Question

During the festival of Holi, Ram throws a small water balloon from the ground so as to hit Shyam. Shyam is standing on top of a building of height $10m$. If the building is at a distance $20m$ away from Ram and he throws the balloon at angle ${{45}^{\circ }}$with horizontal, then the speed of projection required will be? (Given $g=10m{{s}^{-2}}$)
A. $10m{{s}^{-1}}$
B. $20m{{s}^{-1}}$
C. $30m{{s}^{-1}}$
D. $40m{{s}^{-1}}$

Answer 1

The balloon thrown by Ram follows a semi-parabolic path to reach Shyam at a height of $10m$from the ground. The balloon will acquire two components of its initial velocity, one in the x-direction and the other in the y-direction. Thus, we shall solve this problem by using the equations of a projectile.

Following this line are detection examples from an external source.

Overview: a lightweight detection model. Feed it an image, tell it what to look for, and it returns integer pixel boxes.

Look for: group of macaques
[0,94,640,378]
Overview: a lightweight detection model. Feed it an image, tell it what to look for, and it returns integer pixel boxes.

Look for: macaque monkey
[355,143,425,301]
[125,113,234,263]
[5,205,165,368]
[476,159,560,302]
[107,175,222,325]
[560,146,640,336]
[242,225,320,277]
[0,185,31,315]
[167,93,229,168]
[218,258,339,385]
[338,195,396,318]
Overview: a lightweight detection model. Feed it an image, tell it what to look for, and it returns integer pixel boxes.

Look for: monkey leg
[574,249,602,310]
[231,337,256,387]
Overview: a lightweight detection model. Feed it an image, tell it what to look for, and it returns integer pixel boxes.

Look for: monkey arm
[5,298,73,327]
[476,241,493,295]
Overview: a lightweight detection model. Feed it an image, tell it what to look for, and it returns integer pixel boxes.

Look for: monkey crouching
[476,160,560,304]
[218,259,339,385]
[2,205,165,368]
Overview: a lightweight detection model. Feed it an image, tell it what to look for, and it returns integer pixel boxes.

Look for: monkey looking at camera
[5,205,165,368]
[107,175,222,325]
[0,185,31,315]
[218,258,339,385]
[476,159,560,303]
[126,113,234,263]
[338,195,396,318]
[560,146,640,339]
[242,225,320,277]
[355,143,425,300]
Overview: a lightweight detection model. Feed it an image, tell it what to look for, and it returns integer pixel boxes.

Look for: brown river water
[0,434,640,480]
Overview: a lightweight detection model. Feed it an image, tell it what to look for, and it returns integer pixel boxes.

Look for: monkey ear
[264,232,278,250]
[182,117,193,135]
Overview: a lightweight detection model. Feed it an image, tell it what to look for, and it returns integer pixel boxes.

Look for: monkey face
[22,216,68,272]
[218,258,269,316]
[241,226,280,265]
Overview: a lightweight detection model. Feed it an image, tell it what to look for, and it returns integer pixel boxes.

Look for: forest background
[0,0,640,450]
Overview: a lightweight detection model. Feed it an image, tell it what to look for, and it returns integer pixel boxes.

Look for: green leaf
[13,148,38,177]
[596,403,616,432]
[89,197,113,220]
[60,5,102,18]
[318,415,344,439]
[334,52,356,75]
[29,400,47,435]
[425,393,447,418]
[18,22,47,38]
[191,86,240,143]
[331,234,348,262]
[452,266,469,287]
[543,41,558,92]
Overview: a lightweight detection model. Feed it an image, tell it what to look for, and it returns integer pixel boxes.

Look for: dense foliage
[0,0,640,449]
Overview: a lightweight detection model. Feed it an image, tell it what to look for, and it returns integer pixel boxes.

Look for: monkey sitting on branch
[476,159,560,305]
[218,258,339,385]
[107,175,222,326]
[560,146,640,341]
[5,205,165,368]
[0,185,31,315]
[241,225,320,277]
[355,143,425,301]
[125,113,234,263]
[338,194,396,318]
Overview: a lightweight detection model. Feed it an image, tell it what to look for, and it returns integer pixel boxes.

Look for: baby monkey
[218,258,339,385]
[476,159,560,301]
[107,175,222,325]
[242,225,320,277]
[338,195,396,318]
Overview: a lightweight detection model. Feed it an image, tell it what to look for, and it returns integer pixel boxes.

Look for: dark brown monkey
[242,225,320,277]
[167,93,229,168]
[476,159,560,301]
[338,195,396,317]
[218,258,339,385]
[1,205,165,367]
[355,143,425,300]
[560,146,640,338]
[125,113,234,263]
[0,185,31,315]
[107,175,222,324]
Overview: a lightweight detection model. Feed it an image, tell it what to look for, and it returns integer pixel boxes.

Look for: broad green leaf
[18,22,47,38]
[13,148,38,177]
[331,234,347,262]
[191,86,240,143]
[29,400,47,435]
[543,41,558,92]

Complete step-by-step solution:
The situation described in the given question is illustrated in the diagram given below:

Let $v$ be the initial velocity of projection of the water- filled balloon thrown by Ram. Since the balloon is thrown at an angle of ${{45}^{\circ }}$ with the horizontal, therefore it will have the following components of its velocity:
In the x-direction: ${{v}_{x}}=-v\cos {{45}^{\circ }}$ (negative sign implies that velocity is in the negative x-direction along the horizontal.)
In the y-direction: ${{v}_{y}}=v\sin {{45}^{\circ }}$
We know that $\sin {{45}^{\circ }}=\dfrac{1}{\sqrt{2}}$ as well as $\cos {{45}^{\circ }}=\dfrac{1}{\sqrt{2}}$ .
Hence, ${{v}_{x}}=-\dfrac{v}{\sqrt{2}}$ and ${{v}_{y}}=\dfrac{v}{\sqrt{2}}$ . …………….. equation (1)
The maximum height of a projectile motion is given by:
$H=\dfrac{{{\left( {{v}_{y}} \right)}^{2}}}{2g}$
Where,
$H=$ maximum height of the projectile motion
${{v}_{y}}=$ velocity of the projectile along the vertical (in y-direction)
$g=$ acceleration due to gravity
The only unknown quantity is the initial velocity of projection, $v$ of the balloon.
Here, we are given that
$y=H=10m,\text{ }x=20m,\text{ }{{v}_{x}}=-\dfrac{v}{\sqrt{2}},\text{ }\theta ={{45}^{\circ }},\text{ }g=10m{{s}^{-2}}$
From equation (1):
$\Rightarrow H=\dfrac{{{\left( \dfrac{v}{\sqrt{2}} \right)}^{2}}}{2g}$
$\begin{aligned} & \Rightarrow H=\dfrac{{{v}^{2}}}{\left( 2 \right)2g} \\\ & \Rightarrow 10=\dfrac{{{v}^{2}}}{4\left( 10 \right)} \\\ & \Rightarrow {{v}^{2}}=\left( 400 \right) \\\ \end{aligned}$
$\begin{aligned} & \Rightarrow v=\sqrt{400} \\\ & \Rightarrow v=\pm 20 \\\ \end{aligned}$
Ignoring the negative value, we get that the initial velocity of projection of the balloon is $20m{{s}^{-1}}$.

Therefore, the correct option is (B) $20m{{s}^{-1}}$.

Note:
Another way of solving the problem was by substituting all the given values in the equation of range of the projectile. Range of a projectile is the horizontal distance travelled by the body during its projectile motion. As the balloon hits Shyam, it is stopped in the middle of its projectile motion. If the balloon would have missed Shyam, it would have travelled another $20m$ to the left to complete its path.